Of course, clean, fresh, natural calorie-free water is the best option when choosing a beverage. But sometimes you are just dying for a coffee or a glass of fruit juice. While you should drink those beverages in moderation, they can make up some of your daily intake because they do in fact contain water.

Foods like lettuce, watermelon, broccoli, milk, yoghurt, carrot and apple are all high in water content. It is thought that you get around 20% of your daily water intake from food. So keep that in mind when you are keeping tabs on your water intake.

When Do I Need More Or Less?

Clearly, a personal trainer is going to need to drink more water in a day than a desk-bound office worker, purely for the fact that they are more active.

Size and the level of physical activity definitely come into play when you are predicting your water allocation. Also if you are suffering from a medical condition or are suddenly unwell with vomiting, diarrhoea, or similar symptoms - you are going to need to up the fluid intake.

Also, do not underestimate the temperature. A hot day can definitely increase your need for more fluids as you will be sweating more.

How To Know If You Are Drinking Too Much… Water

Don’t get obsessive about the amount of water that you need to drink in a day. It is not recommended to force down 10 glasses when you first wake up to get a jump start on your intake. Instead, spread it across the day and remember that you are getting fluids from other sources as well.

The best way to regulate your water intake is to drink when you are thirsty.
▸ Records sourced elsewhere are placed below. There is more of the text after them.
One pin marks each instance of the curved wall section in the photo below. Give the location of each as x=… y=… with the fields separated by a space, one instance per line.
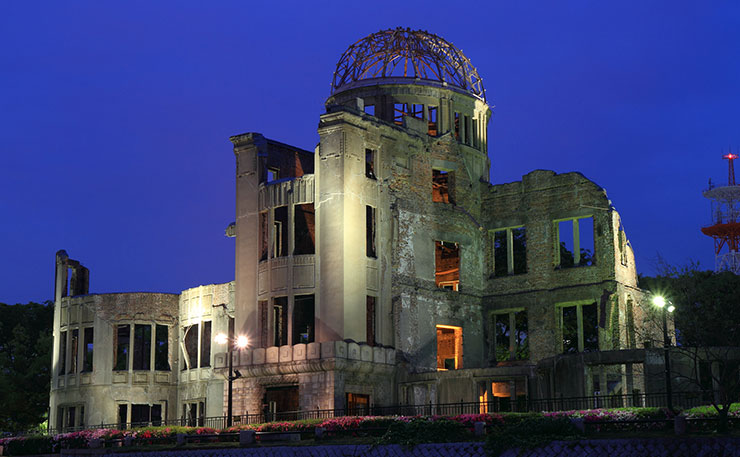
x=113 y=359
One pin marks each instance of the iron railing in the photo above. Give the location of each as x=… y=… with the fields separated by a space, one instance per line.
x=681 y=400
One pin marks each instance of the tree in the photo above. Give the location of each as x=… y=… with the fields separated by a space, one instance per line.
x=707 y=322
x=25 y=360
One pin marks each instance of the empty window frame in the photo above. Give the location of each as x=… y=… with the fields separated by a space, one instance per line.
x=449 y=347
x=447 y=265
x=264 y=325
x=441 y=186
x=457 y=125
x=303 y=319
x=272 y=174
x=511 y=334
x=144 y=415
x=370 y=224
x=574 y=242
x=87 y=355
x=370 y=158
x=280 y=232
x=190 y=348
x=476 y=142
x=305 y=233
x=264 y=235
x=161 y=348
x=121 y=347
x=399 y=111
x=370 y=320
x=622 y=241
x=432 y=126
x=205 y=344
x=62 y=352
x=280 y=321
x=358 y=404
x=142 y=347
x=509 y=251
x=73 y=347
x=579 y=327
x=466 y=133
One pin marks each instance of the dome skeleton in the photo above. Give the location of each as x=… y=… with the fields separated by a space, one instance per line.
x=432 y=58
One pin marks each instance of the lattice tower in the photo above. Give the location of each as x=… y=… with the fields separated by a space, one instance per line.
x=725 y=228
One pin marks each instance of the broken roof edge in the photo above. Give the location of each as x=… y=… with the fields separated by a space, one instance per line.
x=535 y=176
x=259 y=139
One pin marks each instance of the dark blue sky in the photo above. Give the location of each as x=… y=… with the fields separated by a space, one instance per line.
x=115 y=117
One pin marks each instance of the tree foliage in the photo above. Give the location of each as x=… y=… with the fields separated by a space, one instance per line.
x=707 y=304
x=707 y=321
x=25 y=361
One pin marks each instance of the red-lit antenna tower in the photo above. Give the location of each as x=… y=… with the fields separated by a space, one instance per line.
x=725 y=228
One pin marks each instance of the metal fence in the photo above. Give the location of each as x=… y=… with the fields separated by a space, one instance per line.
x=681 y=400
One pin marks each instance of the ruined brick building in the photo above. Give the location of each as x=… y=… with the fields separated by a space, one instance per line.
x=380 y=268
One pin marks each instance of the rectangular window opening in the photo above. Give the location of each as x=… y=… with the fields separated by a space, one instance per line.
x=575 y=242
x=190 y=347
x=370 y=320
x=303 y=319
x=449 y=347
x=502 y=335
x=432 y=128
x=467 y=129
x=399 y=111
x=441 y=186
x=62 y=352
x=273 y=174
x=370 y=224
x=457 y=126
x=264 y=237
x=358 y=404
x=264 y=332
x=205 y=344
x=509 y=251
x=120 y=356
x=447 y=265
x=142 y=346
x=73 y=347
x=590 y=327
x=416 y=110
x=87 y=356
x=579 y=326
x=122 y=416
x=280 y=232
x=280 y=321
x=161 y=348
x=569 y=326
x=305 y=235
x=370 y=156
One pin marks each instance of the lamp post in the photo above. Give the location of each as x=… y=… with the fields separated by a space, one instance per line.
x=240 y=342
x=666 y=307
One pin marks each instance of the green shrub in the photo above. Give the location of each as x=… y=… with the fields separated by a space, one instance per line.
x=30 y=445
x=530 y=433
x=418 y=431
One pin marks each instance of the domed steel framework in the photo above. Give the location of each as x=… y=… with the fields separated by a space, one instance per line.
x=404 y=53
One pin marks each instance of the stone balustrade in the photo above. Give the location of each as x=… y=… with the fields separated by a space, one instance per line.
x=326 y=350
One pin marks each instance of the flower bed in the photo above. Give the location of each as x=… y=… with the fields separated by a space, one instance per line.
x=396 y=429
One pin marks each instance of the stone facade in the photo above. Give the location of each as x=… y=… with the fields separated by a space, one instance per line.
x=383 y=267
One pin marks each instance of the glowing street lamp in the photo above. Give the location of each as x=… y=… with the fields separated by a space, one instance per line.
x=240 y=342
x=667 y=307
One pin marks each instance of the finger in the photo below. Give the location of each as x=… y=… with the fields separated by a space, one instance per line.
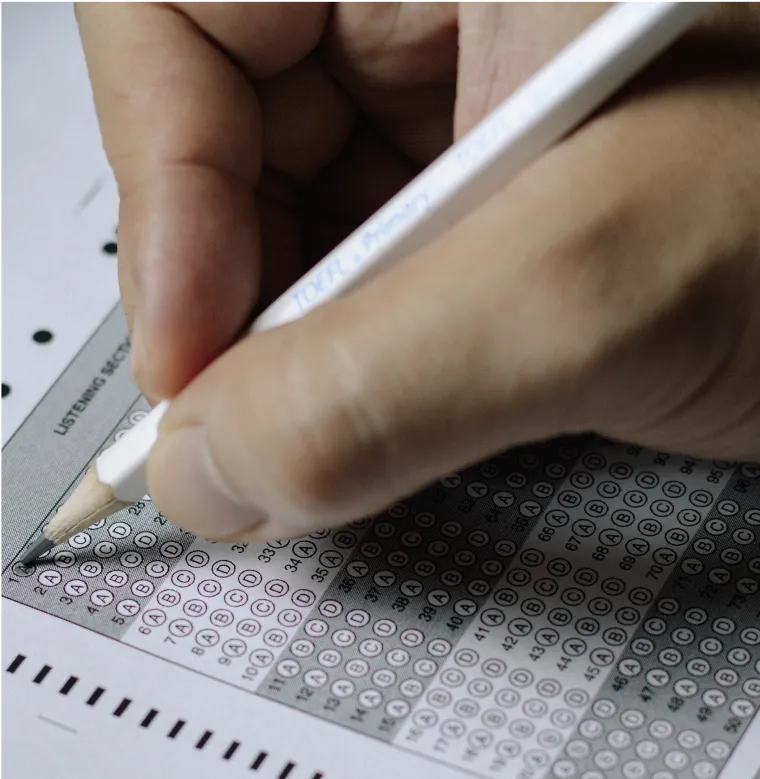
x=564 y=322
x=430 y=367
x=182 y=129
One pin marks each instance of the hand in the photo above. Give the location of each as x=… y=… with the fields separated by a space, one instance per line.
x=614 y=286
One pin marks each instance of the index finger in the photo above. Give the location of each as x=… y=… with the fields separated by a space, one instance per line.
x=182 y=130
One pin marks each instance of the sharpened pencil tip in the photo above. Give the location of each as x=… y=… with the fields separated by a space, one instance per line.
x=40 y=546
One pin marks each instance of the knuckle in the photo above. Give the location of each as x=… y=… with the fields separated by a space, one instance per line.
x=327 y=450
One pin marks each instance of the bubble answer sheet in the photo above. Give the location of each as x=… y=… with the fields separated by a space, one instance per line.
x=577 y=609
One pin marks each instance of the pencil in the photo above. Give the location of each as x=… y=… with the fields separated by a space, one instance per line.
x=547 y=107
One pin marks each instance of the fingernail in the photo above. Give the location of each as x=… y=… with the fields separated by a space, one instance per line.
x=188 y=487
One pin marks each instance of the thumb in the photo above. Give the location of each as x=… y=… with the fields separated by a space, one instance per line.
x=432 y=366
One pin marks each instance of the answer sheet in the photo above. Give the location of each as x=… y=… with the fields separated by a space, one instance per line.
x=578 y=609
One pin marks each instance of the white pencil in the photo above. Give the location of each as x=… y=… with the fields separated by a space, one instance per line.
x=547 y=107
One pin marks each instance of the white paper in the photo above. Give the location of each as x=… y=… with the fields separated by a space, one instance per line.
x=580 y=609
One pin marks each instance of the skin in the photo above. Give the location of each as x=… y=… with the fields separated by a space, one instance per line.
x=614 y=286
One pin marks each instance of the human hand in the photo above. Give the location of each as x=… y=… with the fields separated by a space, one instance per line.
x=610 y=287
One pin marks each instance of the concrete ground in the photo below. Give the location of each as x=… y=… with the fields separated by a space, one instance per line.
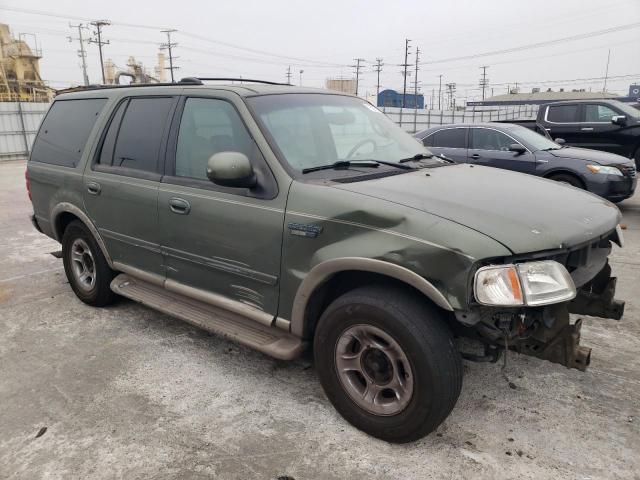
x=125 y=392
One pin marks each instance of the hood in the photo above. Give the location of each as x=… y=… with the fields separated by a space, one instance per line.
x=524 y=213
x=596 y=156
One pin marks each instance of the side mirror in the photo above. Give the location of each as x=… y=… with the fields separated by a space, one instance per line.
x=516 y=147
x=231 y=169
x=619 y=120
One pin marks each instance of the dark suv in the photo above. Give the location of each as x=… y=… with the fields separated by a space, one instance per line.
x=287 y=218
x=517 y=148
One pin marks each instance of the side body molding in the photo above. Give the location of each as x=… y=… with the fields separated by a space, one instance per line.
x=323 y=271
x=70 y=208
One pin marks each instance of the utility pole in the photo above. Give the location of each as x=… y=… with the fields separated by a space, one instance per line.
x=99 y=24
x=169 y=46
x=606 y=73
x=484 y=81
x=357 y=67
x=378 y=69
x=82 y=52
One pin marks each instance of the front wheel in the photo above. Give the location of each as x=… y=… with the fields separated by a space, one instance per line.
x=387 y=362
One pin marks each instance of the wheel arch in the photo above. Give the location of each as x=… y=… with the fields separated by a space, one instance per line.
x=64 y=213
x=311 y=294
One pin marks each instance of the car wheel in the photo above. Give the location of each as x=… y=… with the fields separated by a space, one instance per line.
x=87 y=270
x=568 y=179
x=387 y=362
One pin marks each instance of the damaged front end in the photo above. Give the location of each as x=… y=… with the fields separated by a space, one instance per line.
x=546 y=331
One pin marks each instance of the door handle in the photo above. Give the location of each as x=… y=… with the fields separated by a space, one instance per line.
x=94 y=188
x=179 y=206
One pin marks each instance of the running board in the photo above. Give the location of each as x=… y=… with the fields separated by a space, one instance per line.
x=268 y=340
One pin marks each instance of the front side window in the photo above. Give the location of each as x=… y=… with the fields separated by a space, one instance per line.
x=140 y=134
x=311 y=130
x=208 y=126
x=487 y=139
x=598 y=113
x=563 y=113
x=450 y=138
x=65 y=131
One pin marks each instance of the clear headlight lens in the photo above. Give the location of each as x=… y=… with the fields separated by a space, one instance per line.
x=604 y=170
x=530 y=283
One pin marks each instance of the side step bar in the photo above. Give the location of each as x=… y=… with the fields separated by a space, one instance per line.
x=268 y=340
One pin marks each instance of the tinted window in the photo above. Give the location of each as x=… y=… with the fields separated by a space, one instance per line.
x=106 y=153
x=563 y=113
x=450 y=138
x=140 y=134
x=65 y=130
x=207 y=127
x=598 y=113
x=487 y=139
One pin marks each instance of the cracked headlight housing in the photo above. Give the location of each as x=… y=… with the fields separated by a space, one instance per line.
x=524 y=284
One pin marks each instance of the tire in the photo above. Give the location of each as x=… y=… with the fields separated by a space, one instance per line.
x=431 y=365
x=567 y=178
x=87 y=270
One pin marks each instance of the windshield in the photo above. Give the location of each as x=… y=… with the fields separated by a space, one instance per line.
x=312 y=130
x=534 y=141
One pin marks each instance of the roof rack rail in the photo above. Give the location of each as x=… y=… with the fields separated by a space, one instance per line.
x=199 y=80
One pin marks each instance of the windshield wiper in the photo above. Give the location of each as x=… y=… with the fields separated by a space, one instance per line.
x=344 y=164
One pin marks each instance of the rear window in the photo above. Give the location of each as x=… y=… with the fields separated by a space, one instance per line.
x=448 y=138
x=65 y=131
x=563 y=113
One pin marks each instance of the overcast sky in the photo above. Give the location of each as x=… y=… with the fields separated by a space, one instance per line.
x=260 y=39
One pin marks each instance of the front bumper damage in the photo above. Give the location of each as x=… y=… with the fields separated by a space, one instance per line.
x=547 y=333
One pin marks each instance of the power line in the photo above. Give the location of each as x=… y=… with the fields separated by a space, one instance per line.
x=169 y=46
x=484 y=81
x=539 y=44
x=357 y=67
x=99 y=24
x=82 y=52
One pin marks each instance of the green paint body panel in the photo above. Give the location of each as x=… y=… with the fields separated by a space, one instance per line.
x=440 y=223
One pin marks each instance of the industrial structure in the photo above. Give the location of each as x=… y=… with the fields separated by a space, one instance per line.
x=391 y=98
x=20 y=78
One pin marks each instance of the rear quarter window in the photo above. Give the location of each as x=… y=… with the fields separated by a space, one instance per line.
x=65 y=131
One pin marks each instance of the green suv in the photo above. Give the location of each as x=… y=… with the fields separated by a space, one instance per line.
x=289 y=219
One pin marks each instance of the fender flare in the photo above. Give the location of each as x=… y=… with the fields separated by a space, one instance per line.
x=66 y=207
x=325 y=270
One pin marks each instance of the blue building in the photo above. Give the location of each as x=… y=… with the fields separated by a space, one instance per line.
x=391 y=98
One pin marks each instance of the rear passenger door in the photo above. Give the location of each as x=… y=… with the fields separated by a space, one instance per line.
x=121 y=184
x=224 y=242
x=450 y=142
x=490 y=147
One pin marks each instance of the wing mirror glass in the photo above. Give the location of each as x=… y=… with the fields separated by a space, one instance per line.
x=619 y=120
x=231 y=169
x=516 y=147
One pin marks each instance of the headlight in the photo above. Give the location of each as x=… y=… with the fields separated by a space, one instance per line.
x=604 y=170
x=530 y=283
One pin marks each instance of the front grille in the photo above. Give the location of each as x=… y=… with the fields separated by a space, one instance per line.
x=628 y=170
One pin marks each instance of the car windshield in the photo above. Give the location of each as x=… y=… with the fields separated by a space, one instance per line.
x=312 y=130
x=534 y=141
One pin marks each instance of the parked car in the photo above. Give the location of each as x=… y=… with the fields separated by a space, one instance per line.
x=516 y=148
x=286 y=218
x=608 y=125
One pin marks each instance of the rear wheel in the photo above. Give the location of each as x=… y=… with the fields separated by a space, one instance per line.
x=87 y=270
x=568 y=179
x=387 y=362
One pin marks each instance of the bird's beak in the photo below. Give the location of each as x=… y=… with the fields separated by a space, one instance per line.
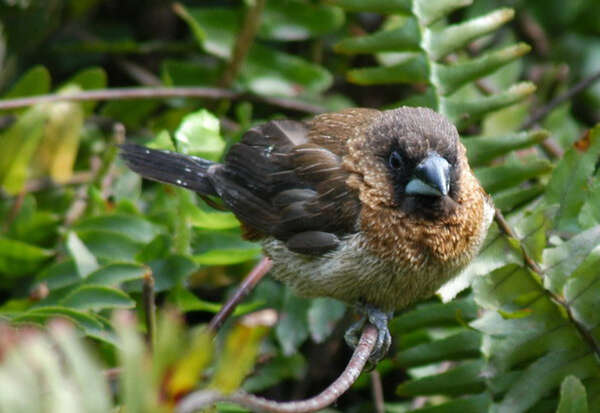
x=431 y=177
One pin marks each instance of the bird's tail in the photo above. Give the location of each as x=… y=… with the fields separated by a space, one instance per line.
x=174 y=168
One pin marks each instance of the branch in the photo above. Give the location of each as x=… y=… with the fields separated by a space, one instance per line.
x=160 y=93
x=257 y=273
x=243 y=43
x=569 y=94
x=204 y=398
x=377 y=389
x=149 y=300
x=534 y=266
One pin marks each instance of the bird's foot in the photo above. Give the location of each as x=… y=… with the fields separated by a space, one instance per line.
x=380 y=320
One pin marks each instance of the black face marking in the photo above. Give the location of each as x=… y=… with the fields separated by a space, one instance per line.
x=395 y=160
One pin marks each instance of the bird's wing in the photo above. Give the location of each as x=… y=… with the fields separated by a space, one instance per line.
x=281 y=180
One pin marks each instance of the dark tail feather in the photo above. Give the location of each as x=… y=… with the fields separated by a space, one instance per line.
x=174 y=168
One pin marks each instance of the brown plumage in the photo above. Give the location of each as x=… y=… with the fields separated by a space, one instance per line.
x=374 y=208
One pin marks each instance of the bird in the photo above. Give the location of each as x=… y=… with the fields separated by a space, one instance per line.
x=375 y=208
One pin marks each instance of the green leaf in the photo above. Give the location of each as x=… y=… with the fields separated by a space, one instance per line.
x=435 y=314
x=559 y=262
x=323 y=315
x=199 y=135
x=404 y=38
x=110 y=245
x=237 y=359
x=442 y=42
x=512 y=198
x=113 y=275
x=496 y=252
x=84 y=259
x=430 y=11
x=36 y=81
x=132 y=226
x=471 y=404
x=573 y=397
x=276 y=370
x=456 y=347
x=88 y=322
x=375 y=6
x=18 y=258
x=96 y=298
x=228 y=256
x=463 y=379
x=88 y=79
x=462 y=111
x=170 y=271
x=292 y=327
x=19 y=144
x=60 y=274
x=449 y=78
x=511 y=173
x=482 y=150
x=413 y=69
x=291 y=20
x=266 y=70
x=544 y=374
x=569 y=184
x=581 y=291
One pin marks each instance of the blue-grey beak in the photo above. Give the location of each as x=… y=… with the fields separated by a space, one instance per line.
x=431 y=177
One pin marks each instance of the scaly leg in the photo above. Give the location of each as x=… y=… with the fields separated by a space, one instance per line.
x=380 y=320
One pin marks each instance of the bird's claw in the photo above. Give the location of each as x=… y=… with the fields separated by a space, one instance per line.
x=380 y=320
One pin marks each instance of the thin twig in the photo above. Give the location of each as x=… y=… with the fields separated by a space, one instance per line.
x=204 y=398
x=377 y=389
x=244 y=41
x=149 y=300
x=533 y=266
x=257 y=273
x=569 y=94
x=160 y=93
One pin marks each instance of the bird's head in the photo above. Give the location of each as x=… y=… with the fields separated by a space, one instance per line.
x=414 y=161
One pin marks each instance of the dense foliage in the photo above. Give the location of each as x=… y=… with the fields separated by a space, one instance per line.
x=82 y=237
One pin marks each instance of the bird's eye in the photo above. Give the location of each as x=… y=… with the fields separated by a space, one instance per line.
x=395 y=160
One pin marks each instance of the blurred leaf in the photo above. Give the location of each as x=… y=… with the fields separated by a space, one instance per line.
x=435 y=314
x=18 y=258
x=96 y=298
x=56 y=152
x=570 y=181
x=573 y=398
x=87 y=79
x=323 y=315
x=559 y=262
x=292 y=328
x=171 y=271
x=134 y=227
x=290 y=20
x=36 y=81
x=497 y=251
x=19 y=143
x=466 y=378
x=113 y=275
x=456 y=347
x=266 y=70
x=483 y=149
x=109 y=245
x=199 y=135
x=276 y=370
x=188 y=368
x=84 y=260
x=237 y=359
x=511 y=173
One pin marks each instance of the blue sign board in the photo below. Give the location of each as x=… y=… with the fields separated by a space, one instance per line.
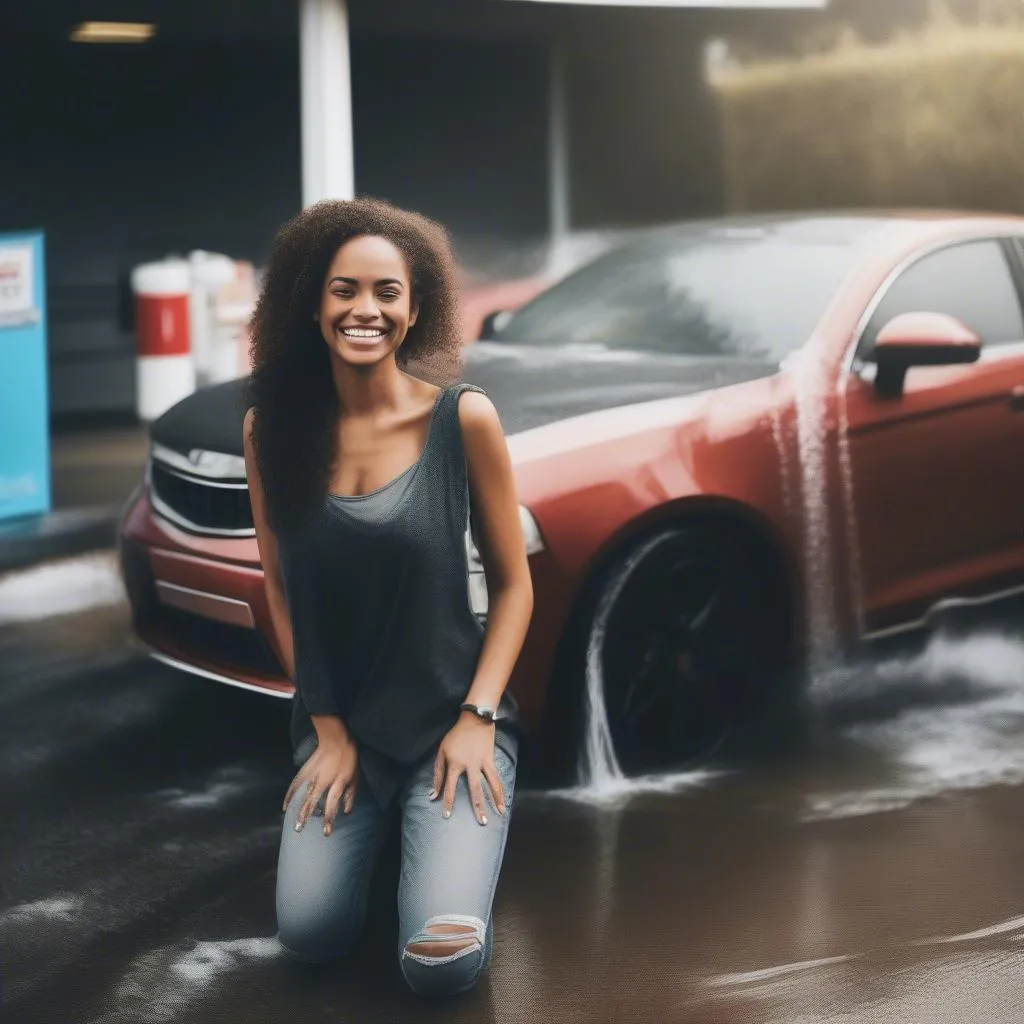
x=25 y=449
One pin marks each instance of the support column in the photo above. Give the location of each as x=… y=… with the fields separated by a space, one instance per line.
x=558 y=164
x=328 y=170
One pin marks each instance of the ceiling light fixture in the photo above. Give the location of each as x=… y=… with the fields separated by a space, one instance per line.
x=113 y=32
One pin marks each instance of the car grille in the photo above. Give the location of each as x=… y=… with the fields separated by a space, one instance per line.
x=236 y=648
x=204 y=506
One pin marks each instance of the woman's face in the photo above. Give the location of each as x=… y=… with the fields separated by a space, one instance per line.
x=367 y=301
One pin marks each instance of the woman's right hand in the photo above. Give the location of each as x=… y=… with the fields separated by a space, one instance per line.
x=333 y=767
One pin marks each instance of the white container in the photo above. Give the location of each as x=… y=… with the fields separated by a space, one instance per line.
x=165 y=372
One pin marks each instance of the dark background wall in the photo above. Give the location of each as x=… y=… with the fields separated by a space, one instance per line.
x=126 y=154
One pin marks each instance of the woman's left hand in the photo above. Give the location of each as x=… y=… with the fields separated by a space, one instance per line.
x=469 y=748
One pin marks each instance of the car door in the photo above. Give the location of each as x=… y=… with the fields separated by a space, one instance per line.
x=938 y=473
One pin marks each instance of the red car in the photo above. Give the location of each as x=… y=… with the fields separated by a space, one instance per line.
x=740 y=444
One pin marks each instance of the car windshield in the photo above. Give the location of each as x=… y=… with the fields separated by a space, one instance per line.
x=748 y=291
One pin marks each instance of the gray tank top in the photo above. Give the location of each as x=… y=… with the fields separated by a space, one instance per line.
x=385 y=635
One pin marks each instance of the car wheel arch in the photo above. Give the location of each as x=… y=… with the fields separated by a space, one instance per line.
x=721 y=514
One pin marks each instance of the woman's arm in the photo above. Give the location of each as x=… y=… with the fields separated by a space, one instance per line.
x=469 y=745
x=501 y=544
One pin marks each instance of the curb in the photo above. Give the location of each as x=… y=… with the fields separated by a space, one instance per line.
x=27 y=542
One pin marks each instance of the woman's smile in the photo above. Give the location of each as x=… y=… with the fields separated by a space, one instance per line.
x=367 y=336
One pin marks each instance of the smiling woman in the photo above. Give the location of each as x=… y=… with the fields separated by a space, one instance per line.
x=361 y=477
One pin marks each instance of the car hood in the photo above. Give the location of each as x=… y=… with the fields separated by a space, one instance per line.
x=530 y=386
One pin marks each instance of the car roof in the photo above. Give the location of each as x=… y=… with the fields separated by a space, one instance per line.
x=839 y=225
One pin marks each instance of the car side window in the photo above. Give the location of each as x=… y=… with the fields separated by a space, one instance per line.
x=971 y=281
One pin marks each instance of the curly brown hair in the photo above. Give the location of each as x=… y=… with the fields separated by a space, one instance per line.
x=291 y=388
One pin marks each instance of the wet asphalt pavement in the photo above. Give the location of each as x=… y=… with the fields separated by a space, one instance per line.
x=873 y=876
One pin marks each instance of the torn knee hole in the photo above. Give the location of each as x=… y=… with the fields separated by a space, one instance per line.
x=444 y=939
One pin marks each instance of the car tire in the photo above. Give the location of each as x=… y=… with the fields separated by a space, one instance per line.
x=688 y=641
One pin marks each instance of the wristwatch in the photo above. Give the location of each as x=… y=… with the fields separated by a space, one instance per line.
x=481 y=712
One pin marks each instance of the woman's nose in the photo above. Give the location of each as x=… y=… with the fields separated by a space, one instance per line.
x=366 y=308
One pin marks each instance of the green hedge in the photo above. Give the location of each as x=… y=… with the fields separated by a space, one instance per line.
x=933 y=122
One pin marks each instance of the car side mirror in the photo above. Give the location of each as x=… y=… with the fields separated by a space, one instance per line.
x=920 y=339
x=494 y=323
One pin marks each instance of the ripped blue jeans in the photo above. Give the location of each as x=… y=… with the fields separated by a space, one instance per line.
x=450 y=870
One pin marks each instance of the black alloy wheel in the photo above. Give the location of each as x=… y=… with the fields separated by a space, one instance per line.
x=688 y=637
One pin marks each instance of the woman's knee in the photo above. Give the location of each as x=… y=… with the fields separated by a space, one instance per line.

Also, if you are prone to getting caught up in an activity, have a glass of water or a water bottle nearby to keep you topped up.

If you begin to feel pain or discomfort when you are drinking water, then stop. If you are replacing meals with water, then stop. Only you can decide the right amount of water for your body. Take note of the signs your body gives you for when to speed up or slow down your water intake.

As always, if you have any concerns then consult a medical professional.